Alençon
Par RomainT le lundi 22 décembre 2025, 14:59 - Sous-préfectures et assimilées - Lien permanent
Où l'auteur déploie à plaisir son style de notaire.
Alençon ne nous a pas déçus, qui a porté haut les atours de la sous-préfectoralité la plus décomplexée.
Au printemps, en préparant un tour en Normandie, je calais judicieusement notre passage à Alençon le 14 juillet. Un lundi. C'est la préfecture, forcément tant soit peu vivante même un lundi fût-il férié ; et puis c'est l'été : tout le monde veut des touristes dans sa ville. Nous arrivons vers 15h pour un petit concert d'orgue dans la basilique un peu plus tard – j'y reviendrai. Tout est fermé comme attendu, le centre commerçant a connu heures plus glorieuses : de nombreux locaux sont vides. La radio est diffusée dans les rues, accentuant l'impression de ville endormie, si peu de passants se pressant pour l'écouter.
Au crédit d'Alençon, le peu de patrimoine (maisons à pans de bois, château, halle, mairie, basilique avec un admirable buffet d'orgue renaissance) est bien entretenu et se laisse admirer par l'un de ces parcours piétons que seules les villes de carrure sous-préfectorale proposent. Autre atout de la ville : le musée des beaux-arts et de la dentelle, deux belles collections et une découverte pour moi.
Il est temps : la bourgeoisie plutôt âgée d'Alençon et vos deux serviteurs de passage se pressent dans la basilique pour le concert d'orgue. Programme à thématique révolutionnaire, 14-Juillet oblige. L'organiste, la bonne soixante-dizaine, est dans un mauvais jour ou n'a peut-être pas beaucoup répété son programme : son heure d'orgue est émaillée de pains et d'accrocs. À la sortie du concert, on cherche où boire une bière puis dîner. C'est angoissant mais qui voudrait prendre la route pour aller ailleurs ? on se trouve déjà dans la plus grande ville de l'Orne !

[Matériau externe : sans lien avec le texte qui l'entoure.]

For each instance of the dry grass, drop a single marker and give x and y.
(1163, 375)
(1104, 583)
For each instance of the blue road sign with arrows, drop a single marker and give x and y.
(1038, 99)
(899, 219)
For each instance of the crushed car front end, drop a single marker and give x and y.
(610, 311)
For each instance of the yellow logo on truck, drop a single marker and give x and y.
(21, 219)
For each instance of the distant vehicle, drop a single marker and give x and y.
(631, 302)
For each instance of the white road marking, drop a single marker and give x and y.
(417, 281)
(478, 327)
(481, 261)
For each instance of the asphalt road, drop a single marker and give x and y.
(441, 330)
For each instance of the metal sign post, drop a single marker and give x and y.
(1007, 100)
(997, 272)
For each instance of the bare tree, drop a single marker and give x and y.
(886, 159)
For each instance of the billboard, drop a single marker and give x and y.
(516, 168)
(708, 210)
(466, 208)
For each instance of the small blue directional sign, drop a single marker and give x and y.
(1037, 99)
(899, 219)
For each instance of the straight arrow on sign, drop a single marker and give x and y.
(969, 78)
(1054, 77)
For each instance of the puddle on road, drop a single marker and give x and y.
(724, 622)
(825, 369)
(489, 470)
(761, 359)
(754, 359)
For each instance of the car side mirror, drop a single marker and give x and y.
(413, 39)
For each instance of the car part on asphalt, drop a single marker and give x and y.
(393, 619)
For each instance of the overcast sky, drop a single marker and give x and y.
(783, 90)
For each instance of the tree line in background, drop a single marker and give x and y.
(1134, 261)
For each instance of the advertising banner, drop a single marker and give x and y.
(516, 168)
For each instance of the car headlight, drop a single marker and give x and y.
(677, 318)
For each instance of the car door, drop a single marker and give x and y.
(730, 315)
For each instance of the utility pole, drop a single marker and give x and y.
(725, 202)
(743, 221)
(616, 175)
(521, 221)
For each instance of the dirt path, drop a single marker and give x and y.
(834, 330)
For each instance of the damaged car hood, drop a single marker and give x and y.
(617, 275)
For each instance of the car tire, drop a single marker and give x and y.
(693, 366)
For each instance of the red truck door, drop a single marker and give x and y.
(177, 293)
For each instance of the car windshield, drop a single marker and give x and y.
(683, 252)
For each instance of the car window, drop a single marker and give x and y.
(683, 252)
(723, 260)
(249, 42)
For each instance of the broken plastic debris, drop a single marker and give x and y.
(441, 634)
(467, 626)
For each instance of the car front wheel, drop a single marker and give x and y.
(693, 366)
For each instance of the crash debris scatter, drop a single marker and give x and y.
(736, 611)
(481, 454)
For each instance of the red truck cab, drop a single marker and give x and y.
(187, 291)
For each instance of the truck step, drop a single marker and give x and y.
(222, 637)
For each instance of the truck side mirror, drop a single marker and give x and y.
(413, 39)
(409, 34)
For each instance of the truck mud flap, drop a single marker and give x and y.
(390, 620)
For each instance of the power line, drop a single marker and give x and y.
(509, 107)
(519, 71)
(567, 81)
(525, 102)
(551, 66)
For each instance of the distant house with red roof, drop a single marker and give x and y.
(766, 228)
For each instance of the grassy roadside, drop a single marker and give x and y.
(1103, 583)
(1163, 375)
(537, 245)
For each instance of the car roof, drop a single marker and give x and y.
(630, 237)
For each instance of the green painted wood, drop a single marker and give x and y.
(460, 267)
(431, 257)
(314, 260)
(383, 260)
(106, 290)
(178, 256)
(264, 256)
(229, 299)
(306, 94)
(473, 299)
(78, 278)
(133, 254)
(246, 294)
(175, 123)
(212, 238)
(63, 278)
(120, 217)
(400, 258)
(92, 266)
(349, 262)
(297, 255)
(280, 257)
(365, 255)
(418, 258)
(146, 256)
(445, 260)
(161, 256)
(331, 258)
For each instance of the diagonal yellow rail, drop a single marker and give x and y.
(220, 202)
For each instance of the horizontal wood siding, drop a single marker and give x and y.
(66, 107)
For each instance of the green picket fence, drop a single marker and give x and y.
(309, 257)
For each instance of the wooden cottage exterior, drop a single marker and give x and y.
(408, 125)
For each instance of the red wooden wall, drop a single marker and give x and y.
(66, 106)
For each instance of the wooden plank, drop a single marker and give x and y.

On atterrit vite dans la seule brasserie ouverte. Nous sommes rejoints à la table voisine par l'organiste et les organisateurs du petit festival d'orgue. On assiste alors à un deuxième concert, de potins et ragots celui-là, sur les solistes en vue, leurs petits travers, les professeurs de conservatoire d'extrême droite, les églises où il est difficile d'accéder à la console lorsque l'on est enveloppé, etc. L'organiste revient sur un moment du concert de l'après-midi où il s'est complètement perdu, vantard : « Je me suis rétamé dans la fugue ! oh là là, comment j'allais me sortir de là... Toccata et fugue en ratage majeur ! Heureusement que j'ai un peu de métier. » On a repensé à Sens et à ces délices banales de province.